Diamond Jenness Secondary School is a high school in Hay River, Northwest Territories, Canada. The school is overseen by the Hay River District Education Authority, and administered as part of the South Slave Divisional Education Council.

Background
In 2009 the school had about 330 students and 29 staff members, Heather Pedjase was the principal. According to the Divisional Education Council, the school has the largest percentage of students in the Schools North Apprenticeship Program and "...maintains high academic standards and expectations for student attendance and achievement."

The school is undergoing renovations and retrofitting that will include the establishment of a new trades centre.

The school's purple colour was chosen by the students in a vote by the first graduating class.
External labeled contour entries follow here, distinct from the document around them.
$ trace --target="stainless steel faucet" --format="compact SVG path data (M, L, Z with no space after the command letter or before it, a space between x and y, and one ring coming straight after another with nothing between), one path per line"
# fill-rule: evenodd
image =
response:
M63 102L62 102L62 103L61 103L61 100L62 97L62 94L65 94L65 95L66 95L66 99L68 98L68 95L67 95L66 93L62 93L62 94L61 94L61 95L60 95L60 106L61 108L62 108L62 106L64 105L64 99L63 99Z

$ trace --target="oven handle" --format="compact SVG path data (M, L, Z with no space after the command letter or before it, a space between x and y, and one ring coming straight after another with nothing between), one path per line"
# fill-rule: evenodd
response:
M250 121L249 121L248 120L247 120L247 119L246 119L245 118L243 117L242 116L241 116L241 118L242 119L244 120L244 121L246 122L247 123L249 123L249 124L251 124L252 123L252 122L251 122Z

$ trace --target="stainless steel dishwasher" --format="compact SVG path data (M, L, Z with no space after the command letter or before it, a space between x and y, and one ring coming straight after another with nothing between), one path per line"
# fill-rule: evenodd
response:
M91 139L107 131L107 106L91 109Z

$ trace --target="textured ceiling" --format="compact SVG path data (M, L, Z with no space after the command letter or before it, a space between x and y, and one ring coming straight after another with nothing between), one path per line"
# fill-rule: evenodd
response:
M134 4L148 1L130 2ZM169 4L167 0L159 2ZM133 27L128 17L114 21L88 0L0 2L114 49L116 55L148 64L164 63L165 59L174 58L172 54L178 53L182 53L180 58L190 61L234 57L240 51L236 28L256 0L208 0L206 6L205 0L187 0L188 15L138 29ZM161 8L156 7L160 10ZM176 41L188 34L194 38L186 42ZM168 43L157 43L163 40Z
It is located in the South Slave Region and is a part of the South Slave Divisional Education Council, alongside other schools in the communities of Fort Smith, Fort Resolution, Lutselk'e, and Kátlodéhche First Nation (Hay River Reserve).

History
The school, opened in 1972, replaced the old Federal School that had been located on Vale Island. It was designed by Calgary-born Métis/Blackfoot architect, Douglas Cardinal, who also designed the Canadian Museum of Civilization and the original Edmonton Space Science Centre.

The school was named in honour of New Zealand born anthropologist, Diamond Jenness, who along with Vilhjalmur Stefansson, spent several years in the Arctic region of the NWT, especially the Coronation Gulf area studying the Copper Inuit.

Asbestos
In February 2008 a substance thought to be asbestos was found below a heating pipe. The school was closed for several days while the material, air samples and some of the insulation were tested. According to a follow-up report by CBC North, the pipe insulation, the air samples and the material did not contain asbestos.

Despite these findings, a report by Northern News Services stated that during the following spring break a work crew had replaced all 300 pipe elbows in the school because officials believed the insulating wrap may have contained asbestos.